Different term: is a term that was not included in the original offer that conflicts with the terms of the original offer
Additional term: is a term that was not included in the original offer that does NOT conflict with the original offer.
Under the knockout rule, different terms in the original offer and acceptance knock each other out creating a gap in the contract. UCC gap fillers are then used to plug this gap. The knockout rule would not apply to additional terms.
Consideration
Legal value/ bargained for exchange.
1) the promisee incurs a legal detriment OR the promisor receives a legal benefit; AND
2) the promise induces the detriment AND the detriment induces the promise. (bargained for exchange)

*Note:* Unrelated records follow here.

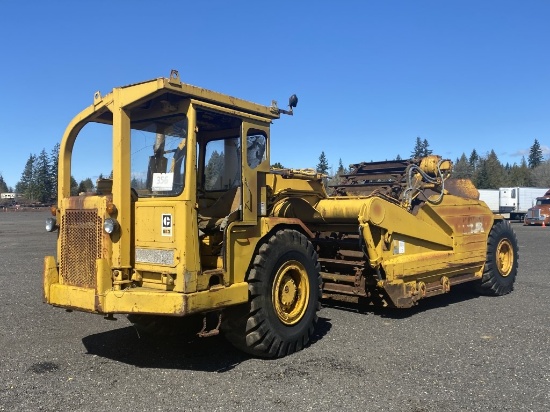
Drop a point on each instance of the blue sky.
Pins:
(371, 76)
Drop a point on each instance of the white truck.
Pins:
(517, 200)
(491, 197)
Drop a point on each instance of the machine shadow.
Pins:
(459, 293)
(213, 354)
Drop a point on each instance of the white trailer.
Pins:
(516, 200)
(491, 197)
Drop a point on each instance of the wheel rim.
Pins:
(505, 257)
(291, 292)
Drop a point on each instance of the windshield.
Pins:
(158, 149)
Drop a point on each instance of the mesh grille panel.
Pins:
(80, 247)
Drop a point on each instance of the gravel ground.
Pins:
(457, 352)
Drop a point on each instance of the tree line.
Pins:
(38, 181)
(485, 171)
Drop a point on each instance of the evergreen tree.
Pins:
(322, 166)
(535, 155)
(541, 175)
(520, 175)
(26, 186)
(74, 187)
(421, 149)
(462, 169)
(489, 173)
(42, 178)
(474, 159)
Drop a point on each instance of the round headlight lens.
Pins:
(51, 224)
(110, 225)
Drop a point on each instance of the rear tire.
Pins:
(501, 264)
(285, 290)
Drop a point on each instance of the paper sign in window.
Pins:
(162, 182)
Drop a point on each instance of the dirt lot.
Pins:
(458, 352)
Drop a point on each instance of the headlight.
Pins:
(51, 224)
(110, 225)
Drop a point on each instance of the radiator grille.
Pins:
(80, 247)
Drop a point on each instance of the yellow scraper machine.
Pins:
(194, 224)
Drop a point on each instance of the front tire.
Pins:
(285, 290)
(501, 264)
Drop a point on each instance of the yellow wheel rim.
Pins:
(505, 257)
(291, 292)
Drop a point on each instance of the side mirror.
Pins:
(292, 101)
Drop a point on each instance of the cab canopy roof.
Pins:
(167, 93)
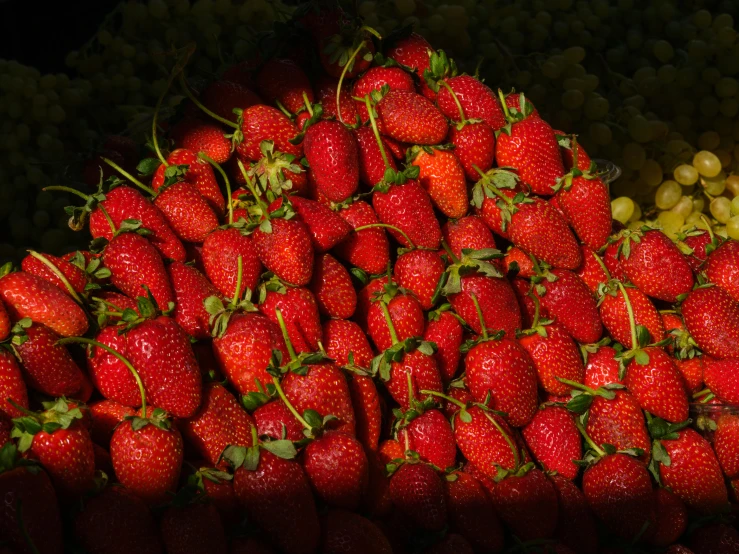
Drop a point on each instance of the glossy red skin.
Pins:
(418, 496)
(504, 370)
(337, 469)
(554, 440)
(694, 474)
(244, 352)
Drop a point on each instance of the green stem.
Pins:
(124, 361)
(130, 177)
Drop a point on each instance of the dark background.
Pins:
(40, 33)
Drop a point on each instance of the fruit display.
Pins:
(344, 296)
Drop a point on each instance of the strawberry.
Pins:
(12, 385)
(259, 123)
(282, 80)
(471, 513)
(619, 491)
(707, 310)
(409, 117)
(554, 440)
(419, 225)
(368, 248)
(419, 271)
(277, 497)
(417, 493)
(331, 151)
(442, 176)
(30, 513)
(219, 422)
(722, 267)
(337, 469)
(195, 528)
(116, 522)
(691, 471)
(474, 146)
(221, 252)
(332, 287)
(197, 136)
(147, 455)
(26, 295)
(191, 288)
(644, 257)
(503, 370)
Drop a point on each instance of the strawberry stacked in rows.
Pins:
(371, 306)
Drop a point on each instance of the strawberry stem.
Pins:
(130, 177)
(386, 226)
(120, 357)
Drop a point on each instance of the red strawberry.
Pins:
(694, 474)
(332, 287)
(337, 469)
(219, 422)
(117, 522)
(367, 249)
(503, 369)
(409, 117)
(26, 295)
(417, 493)
(283, 81)
(147, 460)
(712, 318)
(554, 440)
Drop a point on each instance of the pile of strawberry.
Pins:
(410, 327)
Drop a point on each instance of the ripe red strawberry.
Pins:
(419, 272)
(707, 309)
(332, 287)
(337, 469)
(497, 302)
(12, 386)
(26, 295)
(694, 474)
(502, 368)
(259, 123)
(409, 117)
(554, 440)
(117, 522)
(300, 313)
(323, 389)
(644, 257)
(327, 229)
(197, 136)
(282, 80)
(527, 504)
(277, 497)
(147, 460)
(726, 443)
(420, 225)
(40, 521)
(619, 491)
(219, 422)
(331, 151)
(471, 513)
(474, 145)
(48, 367)
(722, 267)
(195, 528)
(367, 249)
(417, 493)
(431, 436)
(191, 288)
(245, 349)
(445, 330)
(555, 356)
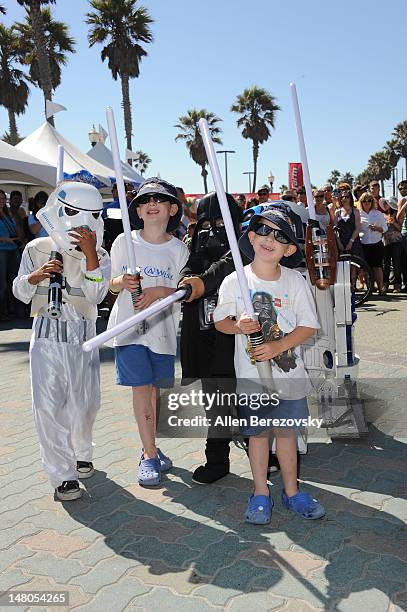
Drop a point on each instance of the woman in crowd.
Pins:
(321, 211)
(346, 219)
(9, 253)
(35, 226)
(373, 226)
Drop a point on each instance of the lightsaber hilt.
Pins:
(180, 295)
(141, 327)
(55, 289)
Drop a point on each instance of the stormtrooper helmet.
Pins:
(71, 205)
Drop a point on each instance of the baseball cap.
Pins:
(284, 223)
(151, 186)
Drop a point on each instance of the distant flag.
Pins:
(131, 155)
(103, 134)
(51, 108)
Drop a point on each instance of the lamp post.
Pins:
(250, 181)
(94, 136)
(271, 181)
(226, 166)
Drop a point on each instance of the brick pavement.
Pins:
(126, 548)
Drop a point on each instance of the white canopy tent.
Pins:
(18, 168)
(104, 155)
(43, 143)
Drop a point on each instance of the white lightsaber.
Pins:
(263, 367)
(131, 256)
(55, 282)
(120, 189)
(303, 152)
(135, 319)
(60, 164)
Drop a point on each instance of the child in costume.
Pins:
(65, 381)
(145, 356)
(287, 317)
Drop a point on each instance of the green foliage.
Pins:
(57, 44)
(123, 27)
(257, 109)
(142, 162)
(190, 134)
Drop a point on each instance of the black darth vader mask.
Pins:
(210, 239)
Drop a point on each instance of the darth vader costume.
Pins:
(207, 354)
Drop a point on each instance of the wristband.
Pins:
(95, 279)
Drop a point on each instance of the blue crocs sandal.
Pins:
(303, 504)
(259, 509)
(165, 462)
(149, 473)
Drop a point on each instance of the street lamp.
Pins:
(250, 183)
(271, 181)
(94, 136)
(226, 166)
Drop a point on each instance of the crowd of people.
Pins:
(367, 225)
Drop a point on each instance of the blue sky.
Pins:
(346, 58)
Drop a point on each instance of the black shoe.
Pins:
(210, 472)
(85, 469)
(68, 490)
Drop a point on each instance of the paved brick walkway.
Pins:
(186, 547)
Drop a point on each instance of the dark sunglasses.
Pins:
(158, 198)
(265, 230)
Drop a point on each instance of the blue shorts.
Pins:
(137, 366)
(285, 412)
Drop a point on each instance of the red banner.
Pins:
(295, 176)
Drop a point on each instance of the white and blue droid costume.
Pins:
(65, 380)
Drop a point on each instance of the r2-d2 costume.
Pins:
(65, 380)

Legal detriment generally consists of: i) promising to do something that the party has no prior legal duty to do, ii) performing an action that the party is not otherwise obligated to undertake; OR iii) refraining from or promising to refrain from exercising a legal right which the party is otherwise entitled to exercise.
What are examples of things that are NOT consideration?
1 - Gift promises 2 - Conditional Gift Promises 3 - Preexisting legal duties are not consideration 4- past consideration 5- sham consideration 6- illusory promise
Contract Modification and the Preexisting Duty Rule
Under the common law, contract modifications MUST be supported by consideration. The common law follows the preexisting duty rule, which means that a promise to do something that a party is already legally obligated to do, is NOT consideration.
Under the UCC, there is no consideration requirement for contract modification. A contract modification is valid if it is made in good faith.